HSBC chief economist Paul Bloxham says there are now some signs the housing market is starting to stabilise.
He pointed to rising auction clearance rates in the major cities and consumer sentiment surveys suggesting households think it's an increasingly good time to buy a dwelling.
"The housing market is also expected to be supported by cash rate cuts over the coming months, which should see mortgage rates fall, and a recent loosening of prudential settings by the authorities, both of which should support the flow of finance," he said.
HSBC expects house prices to stop falling in the second half of 2019 and pick up in 2020, also supported by first home buyer subsidies and rising household incomes.
Mr Bloxham said HSBC forecasts housing prices will either be flat or rise by up to four per cent in 2020.
National housing prices have fallen by eight per cent over the past 18 months, with HSBC forecasting a peak-to-trough decline of about 10 per cent.
RBC Capital Markets on Tuesday revised its forecast of a 15 per cent top-to-bottom price fall to 12 per cent.

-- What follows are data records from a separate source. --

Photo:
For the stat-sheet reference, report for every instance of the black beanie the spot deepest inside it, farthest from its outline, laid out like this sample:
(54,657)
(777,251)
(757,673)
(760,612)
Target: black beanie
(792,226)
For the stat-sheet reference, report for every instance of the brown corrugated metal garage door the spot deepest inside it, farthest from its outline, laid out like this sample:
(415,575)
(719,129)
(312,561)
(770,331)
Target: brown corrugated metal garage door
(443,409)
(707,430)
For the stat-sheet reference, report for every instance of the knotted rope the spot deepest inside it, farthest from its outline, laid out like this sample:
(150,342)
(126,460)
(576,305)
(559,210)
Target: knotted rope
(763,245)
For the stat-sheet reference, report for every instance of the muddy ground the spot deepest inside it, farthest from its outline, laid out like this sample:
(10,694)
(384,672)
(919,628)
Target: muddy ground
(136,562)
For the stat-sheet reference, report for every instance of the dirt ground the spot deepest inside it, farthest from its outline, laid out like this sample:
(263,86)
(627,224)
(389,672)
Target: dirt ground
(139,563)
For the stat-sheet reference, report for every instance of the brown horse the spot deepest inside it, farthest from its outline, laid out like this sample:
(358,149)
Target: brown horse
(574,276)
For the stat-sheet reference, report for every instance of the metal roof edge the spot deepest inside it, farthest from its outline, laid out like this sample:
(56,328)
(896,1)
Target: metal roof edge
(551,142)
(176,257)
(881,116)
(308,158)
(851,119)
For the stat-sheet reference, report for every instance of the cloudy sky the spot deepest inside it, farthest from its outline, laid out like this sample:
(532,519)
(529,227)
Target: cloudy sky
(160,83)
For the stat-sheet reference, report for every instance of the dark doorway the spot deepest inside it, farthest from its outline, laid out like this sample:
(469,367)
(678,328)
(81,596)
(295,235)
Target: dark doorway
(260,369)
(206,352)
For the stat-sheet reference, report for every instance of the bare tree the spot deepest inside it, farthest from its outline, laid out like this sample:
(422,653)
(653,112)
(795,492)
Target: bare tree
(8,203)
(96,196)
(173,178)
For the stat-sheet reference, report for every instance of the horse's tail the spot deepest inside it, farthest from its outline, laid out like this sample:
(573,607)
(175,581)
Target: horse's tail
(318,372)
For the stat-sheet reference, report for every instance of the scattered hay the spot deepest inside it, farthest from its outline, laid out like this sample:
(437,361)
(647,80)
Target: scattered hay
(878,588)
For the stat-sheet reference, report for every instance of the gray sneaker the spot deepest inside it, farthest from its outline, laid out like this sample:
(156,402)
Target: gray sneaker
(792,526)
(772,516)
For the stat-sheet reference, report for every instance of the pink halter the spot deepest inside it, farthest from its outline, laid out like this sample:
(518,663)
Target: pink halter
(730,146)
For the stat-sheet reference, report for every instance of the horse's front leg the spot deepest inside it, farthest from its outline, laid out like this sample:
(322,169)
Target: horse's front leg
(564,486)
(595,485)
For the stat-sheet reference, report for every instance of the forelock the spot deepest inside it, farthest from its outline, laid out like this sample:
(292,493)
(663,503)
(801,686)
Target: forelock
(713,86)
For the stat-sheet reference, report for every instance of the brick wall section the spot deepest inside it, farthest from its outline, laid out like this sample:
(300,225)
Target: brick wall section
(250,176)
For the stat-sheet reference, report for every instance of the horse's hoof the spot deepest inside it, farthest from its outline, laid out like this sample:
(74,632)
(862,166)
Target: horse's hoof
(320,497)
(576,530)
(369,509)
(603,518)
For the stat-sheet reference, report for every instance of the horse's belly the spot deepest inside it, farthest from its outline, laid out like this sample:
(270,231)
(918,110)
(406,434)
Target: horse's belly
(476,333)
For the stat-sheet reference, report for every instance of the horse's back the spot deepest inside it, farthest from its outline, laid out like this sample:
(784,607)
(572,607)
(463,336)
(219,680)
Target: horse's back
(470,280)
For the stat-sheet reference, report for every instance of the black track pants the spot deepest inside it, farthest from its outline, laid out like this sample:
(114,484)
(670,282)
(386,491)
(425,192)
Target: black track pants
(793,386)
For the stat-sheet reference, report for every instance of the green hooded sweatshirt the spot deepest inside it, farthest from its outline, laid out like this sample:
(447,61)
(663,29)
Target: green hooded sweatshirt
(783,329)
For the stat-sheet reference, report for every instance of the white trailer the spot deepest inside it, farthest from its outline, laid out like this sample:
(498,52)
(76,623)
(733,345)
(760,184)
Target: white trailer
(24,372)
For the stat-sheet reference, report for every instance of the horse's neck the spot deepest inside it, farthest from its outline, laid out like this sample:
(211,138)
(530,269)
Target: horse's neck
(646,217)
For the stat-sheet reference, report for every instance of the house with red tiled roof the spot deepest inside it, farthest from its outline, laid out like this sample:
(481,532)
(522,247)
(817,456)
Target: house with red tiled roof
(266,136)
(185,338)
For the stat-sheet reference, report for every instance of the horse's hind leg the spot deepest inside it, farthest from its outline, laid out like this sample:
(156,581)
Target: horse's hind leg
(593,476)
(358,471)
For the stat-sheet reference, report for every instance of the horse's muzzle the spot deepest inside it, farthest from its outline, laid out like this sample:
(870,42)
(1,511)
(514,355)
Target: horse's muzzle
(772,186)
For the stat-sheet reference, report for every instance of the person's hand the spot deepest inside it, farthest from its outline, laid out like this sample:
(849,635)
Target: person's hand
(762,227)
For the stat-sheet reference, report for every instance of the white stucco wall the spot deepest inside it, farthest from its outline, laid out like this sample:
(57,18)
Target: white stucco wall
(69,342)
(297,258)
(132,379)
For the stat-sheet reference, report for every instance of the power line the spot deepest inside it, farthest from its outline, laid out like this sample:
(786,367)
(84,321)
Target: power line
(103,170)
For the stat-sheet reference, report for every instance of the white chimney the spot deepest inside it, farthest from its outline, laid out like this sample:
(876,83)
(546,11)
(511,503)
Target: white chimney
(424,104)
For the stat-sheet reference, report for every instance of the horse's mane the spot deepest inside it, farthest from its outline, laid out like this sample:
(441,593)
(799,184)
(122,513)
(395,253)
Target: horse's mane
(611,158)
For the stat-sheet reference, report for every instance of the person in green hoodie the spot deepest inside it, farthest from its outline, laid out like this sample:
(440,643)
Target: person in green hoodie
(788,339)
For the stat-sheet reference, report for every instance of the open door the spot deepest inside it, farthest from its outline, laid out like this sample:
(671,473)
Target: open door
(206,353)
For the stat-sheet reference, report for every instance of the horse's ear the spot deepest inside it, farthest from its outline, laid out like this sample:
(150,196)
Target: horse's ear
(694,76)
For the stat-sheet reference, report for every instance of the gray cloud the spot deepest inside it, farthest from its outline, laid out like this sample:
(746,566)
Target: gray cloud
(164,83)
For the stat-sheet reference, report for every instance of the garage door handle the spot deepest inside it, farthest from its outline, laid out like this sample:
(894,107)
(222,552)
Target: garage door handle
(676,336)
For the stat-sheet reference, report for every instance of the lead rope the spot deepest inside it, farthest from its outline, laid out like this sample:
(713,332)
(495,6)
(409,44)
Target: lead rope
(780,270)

"This suggests that we are around three-quarters of the way through this housing downturn on a national basis rather than a little past the halfway mark," RBC chief economist Su-Lin Ong said.
"It also hints at a modest correction following a 50 per cent gain in national house prices from 2012 through 2017 and a reasonably orderly one as well."
Ms Ong said further modest falls in house prices are likely, with RBC predicting a trough will be reached in early 2020.
"We think that recent developments will temper the house price downturn rather than see a near-term bottom and sharp turnaround," she said.